Esistono, inoltre, altri fattori di rischio per la comparsa di ulcere (26) e per l’amputazione nei
pazienti diabetici (19;24;27-29) quali il fumo di sigaretta, che comporta un aumento del tono
adrenergico, con effetti negativi sull’emodinamica degli arti inferiori, potendo interferire
negativamente con il processo di guarigione. Inoltre, l’ipercolesterolemia si associa ad una
aumentata incidenza di amputazioni nei pazienti diabetici (28;30). Livelli elevati di colesterolo totale
e di colesterolo LDL aumentano il rischio di arteriopatia obliterante agli arti inferiori; è quindi
verosimile che, tra i pazienti con ulcere, quelli con ipercolesterolemia abbiano più spesso lesioni di
tipo ischemico che hanno, notoriamente, una prognosi peggiore.
Neuropatia
La neuropatia diabetica è quasi la più comune di tutte le complicanze del diabete, presentandosi
fino nel 50% dei pazienti con diabete di tipo 2 (31), e si definisce come la presenza di sintomi e/o
segni di disfunzione dei nervi periferici di persone affette da diabete, in assenza di altre cause
compatibili (32).

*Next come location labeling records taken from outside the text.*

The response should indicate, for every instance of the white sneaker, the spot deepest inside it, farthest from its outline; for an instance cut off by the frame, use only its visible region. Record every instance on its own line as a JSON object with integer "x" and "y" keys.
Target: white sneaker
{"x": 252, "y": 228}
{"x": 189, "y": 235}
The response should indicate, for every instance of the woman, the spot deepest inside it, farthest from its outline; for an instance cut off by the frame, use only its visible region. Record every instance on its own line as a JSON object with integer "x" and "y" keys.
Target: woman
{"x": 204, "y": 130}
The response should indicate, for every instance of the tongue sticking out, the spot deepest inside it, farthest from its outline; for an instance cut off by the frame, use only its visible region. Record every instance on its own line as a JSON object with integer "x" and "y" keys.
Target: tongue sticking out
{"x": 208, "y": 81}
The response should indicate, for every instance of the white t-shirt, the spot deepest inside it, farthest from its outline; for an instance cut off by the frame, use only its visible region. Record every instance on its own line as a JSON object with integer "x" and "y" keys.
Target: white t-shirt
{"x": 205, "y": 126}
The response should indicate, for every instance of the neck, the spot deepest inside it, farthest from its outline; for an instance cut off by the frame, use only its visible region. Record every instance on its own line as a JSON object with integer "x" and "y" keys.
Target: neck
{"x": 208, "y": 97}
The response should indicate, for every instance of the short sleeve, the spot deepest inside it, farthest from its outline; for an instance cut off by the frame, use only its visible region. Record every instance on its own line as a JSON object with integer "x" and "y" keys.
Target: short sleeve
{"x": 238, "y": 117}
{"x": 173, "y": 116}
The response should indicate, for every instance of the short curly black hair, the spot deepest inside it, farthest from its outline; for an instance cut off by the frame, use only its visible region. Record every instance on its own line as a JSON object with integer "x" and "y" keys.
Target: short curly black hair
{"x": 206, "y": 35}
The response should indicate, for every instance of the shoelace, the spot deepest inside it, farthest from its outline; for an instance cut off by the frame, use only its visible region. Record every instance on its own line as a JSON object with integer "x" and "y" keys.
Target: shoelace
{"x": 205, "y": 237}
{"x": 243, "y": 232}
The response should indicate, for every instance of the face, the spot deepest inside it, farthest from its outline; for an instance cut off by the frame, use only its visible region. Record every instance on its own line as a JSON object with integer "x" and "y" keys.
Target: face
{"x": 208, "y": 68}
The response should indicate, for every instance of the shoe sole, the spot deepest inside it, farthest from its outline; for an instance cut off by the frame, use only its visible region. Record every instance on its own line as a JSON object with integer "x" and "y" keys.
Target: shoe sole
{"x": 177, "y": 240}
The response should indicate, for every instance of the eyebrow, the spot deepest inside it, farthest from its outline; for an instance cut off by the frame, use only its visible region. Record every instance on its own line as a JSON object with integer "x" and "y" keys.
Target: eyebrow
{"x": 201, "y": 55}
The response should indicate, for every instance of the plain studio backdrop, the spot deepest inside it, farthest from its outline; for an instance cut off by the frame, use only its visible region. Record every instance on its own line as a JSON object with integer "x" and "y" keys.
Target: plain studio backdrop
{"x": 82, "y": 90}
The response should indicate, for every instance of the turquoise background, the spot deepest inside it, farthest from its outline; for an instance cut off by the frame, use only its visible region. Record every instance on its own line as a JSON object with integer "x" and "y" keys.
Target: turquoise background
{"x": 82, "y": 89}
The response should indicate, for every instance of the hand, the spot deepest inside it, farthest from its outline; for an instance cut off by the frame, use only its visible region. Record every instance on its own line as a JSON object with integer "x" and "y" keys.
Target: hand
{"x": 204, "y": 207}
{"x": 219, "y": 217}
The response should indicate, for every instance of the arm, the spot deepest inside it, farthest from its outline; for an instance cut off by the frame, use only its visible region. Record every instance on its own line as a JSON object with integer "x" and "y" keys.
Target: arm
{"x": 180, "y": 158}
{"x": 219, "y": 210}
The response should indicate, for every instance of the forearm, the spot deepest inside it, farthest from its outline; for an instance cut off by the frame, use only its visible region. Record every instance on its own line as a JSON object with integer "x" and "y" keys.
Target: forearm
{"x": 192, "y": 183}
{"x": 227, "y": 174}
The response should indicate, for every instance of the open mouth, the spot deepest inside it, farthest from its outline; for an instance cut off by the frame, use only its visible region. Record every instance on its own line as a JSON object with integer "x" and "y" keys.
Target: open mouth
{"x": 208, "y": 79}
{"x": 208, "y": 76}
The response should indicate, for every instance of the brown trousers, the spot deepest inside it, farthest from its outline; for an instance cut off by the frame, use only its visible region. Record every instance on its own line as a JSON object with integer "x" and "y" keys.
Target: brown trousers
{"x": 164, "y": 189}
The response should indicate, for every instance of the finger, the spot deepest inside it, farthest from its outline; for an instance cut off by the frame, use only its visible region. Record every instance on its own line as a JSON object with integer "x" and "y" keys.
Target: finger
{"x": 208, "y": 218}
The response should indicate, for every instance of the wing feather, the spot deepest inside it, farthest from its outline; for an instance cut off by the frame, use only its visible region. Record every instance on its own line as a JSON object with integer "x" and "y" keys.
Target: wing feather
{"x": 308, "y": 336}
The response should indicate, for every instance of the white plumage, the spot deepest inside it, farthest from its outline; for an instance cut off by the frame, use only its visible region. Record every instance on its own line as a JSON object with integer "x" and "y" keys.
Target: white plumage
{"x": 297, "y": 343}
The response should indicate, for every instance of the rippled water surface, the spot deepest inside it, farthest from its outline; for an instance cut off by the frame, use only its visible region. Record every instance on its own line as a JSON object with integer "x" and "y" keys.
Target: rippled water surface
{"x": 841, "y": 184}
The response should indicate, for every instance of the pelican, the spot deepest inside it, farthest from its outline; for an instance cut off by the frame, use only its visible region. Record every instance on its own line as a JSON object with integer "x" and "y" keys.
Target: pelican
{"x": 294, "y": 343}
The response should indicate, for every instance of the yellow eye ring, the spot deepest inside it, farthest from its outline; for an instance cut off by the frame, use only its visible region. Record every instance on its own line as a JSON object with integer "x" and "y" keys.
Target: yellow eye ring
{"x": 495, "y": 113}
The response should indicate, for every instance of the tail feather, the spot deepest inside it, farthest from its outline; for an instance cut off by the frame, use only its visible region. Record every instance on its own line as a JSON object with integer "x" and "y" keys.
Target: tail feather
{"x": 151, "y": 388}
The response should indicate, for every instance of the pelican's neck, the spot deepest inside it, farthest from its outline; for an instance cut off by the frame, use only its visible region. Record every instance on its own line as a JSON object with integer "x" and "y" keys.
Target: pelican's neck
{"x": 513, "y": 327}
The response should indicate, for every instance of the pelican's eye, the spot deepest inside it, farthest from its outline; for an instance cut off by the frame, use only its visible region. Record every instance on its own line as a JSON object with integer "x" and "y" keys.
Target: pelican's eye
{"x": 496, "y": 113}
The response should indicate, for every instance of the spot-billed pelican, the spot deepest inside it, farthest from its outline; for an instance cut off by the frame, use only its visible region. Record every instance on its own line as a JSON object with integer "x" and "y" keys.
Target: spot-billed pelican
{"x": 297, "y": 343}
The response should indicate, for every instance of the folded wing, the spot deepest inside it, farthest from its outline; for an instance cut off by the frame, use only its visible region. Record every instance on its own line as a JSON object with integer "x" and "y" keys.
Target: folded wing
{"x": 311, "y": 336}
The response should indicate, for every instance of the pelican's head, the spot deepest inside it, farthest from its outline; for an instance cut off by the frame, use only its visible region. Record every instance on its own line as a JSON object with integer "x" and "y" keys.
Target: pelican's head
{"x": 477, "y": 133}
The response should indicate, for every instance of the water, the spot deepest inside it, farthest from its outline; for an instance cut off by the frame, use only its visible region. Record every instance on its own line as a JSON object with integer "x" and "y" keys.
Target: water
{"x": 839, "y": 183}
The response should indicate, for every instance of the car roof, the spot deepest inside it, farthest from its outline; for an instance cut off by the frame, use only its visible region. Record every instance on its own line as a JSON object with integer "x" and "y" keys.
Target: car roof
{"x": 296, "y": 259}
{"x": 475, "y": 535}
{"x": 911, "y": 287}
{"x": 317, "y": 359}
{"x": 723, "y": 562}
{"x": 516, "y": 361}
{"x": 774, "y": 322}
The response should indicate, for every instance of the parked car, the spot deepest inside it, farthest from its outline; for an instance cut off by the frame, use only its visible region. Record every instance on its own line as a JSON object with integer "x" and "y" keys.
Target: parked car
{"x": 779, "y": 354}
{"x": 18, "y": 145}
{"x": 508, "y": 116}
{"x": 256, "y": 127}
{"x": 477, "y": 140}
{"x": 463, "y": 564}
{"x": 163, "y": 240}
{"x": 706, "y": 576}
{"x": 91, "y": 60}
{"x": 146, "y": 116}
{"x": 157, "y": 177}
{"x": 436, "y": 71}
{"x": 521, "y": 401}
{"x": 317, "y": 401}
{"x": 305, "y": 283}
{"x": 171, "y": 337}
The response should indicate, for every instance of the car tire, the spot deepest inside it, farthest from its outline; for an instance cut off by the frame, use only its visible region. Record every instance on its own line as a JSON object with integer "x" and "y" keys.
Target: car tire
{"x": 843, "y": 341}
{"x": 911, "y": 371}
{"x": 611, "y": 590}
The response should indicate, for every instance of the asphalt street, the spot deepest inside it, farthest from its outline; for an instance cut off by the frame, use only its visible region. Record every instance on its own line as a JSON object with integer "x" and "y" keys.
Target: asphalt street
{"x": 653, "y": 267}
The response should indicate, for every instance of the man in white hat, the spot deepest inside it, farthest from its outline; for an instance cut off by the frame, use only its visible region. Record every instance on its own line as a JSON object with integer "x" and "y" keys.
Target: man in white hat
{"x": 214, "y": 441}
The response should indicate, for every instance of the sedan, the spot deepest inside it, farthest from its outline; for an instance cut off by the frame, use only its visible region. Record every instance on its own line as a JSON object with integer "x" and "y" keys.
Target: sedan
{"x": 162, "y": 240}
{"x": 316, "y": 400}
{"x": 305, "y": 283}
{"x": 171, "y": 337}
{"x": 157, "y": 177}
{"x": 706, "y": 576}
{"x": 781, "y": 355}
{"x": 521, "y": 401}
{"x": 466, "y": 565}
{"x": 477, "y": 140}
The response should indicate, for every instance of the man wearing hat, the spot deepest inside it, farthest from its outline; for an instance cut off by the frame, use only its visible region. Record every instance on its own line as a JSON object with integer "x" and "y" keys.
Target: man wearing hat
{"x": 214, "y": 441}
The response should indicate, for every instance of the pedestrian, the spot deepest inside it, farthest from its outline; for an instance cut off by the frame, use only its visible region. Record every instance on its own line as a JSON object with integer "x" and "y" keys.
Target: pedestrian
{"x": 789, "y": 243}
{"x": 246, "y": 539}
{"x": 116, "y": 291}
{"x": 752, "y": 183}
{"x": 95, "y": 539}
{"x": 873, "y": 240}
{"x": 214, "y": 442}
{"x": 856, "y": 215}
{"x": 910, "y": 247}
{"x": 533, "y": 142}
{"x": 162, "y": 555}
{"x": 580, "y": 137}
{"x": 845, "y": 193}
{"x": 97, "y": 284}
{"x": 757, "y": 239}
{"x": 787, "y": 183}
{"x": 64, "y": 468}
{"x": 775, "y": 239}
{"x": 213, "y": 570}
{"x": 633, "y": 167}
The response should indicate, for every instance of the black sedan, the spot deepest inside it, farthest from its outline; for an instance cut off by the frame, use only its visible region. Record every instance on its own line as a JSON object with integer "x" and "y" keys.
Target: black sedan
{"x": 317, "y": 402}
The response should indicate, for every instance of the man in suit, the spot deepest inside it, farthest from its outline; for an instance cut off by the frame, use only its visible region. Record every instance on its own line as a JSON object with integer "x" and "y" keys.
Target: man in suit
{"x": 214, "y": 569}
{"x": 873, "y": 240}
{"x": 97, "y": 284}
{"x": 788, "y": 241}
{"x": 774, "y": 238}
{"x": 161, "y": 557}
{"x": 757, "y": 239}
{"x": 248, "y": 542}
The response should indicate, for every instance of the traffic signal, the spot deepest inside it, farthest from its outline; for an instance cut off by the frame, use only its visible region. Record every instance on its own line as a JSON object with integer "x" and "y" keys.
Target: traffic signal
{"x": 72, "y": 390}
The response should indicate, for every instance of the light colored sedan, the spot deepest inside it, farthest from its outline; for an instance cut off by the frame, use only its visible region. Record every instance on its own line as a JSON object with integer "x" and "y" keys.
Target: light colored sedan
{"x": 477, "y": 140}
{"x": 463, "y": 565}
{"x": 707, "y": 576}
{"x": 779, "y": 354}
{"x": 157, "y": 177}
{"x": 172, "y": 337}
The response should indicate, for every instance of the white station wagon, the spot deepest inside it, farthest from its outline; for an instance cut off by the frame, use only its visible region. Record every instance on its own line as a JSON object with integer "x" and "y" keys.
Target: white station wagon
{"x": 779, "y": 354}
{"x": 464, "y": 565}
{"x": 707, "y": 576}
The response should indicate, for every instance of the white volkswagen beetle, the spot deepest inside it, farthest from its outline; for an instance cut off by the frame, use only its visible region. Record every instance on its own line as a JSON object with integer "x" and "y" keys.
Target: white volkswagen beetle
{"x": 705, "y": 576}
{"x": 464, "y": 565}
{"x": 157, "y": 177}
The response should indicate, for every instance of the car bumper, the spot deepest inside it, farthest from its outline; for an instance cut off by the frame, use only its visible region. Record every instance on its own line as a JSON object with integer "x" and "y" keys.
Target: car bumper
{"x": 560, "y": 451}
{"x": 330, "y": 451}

Dei vari sottotipi di neuropatie, quella maggiormente associata al piede diabetico è
la polineuropatia distale e simmetrica. Questa forma di neuropatia si caratterizza per il
contemporaneo coinvolgimento della componente sensitiva, motoria e vegetativa. La neuropatia
motoria riveste un ruolo significativo nella genesi del piede neuropatico, come diretta responsabile
delle tipiche modificazioni morfologiche e funzionali del piede. Il deficit motorio si manifesta
inizialmente con perdita di tono e progressiva atrofia dei muscoli del piede, modificazione dei
rapporti tra muscoli estensori e flessori, che comporta iperestensione dorsale dell’articolazione
metatarso-falangea e accentuazione dell’arco plantare. Le dita si deformano con aspetto a
martello, ad artiglio, il piede diviene cavo e l’alluce valgo. Queste deformazioni comportano una
alterazione della distribuzione dei carichi plantari con sviluppo di aree di ipercarico, sedi in cui si
sviluppa la classica ulcera plantare neuropatica La sola neuropatia motoria non è però sufficiente a
determinare lo sviluppo dell’ulcera se non è associata alla notevole compromissione della
sensibilità. La neuropatia sensitiva si caratterizza per la progressiva evolutività e per
l’interessamento di tutte le modalità di senso, con iniziale e graduale riduzione della sensibilità
dolorifica fino alla completa anestesia del piede. La compromissione delle fibre sensitive di grosso
calibro porta ad una diminuzione della sensibilità tattile e propriocettiva, mentre la compromissione
delle fibre di piccolo calibro riduce quella dolorifica e termica. Nei pazienti diabetici i primi disturbi
sensitivi si manifestano alle dita dei piedi, coinvolgendo il corpo del piede e le gambe sempre in
modo simmetrico e, successivamente, ma più raramente, si estendono alle mani ed alle braccia.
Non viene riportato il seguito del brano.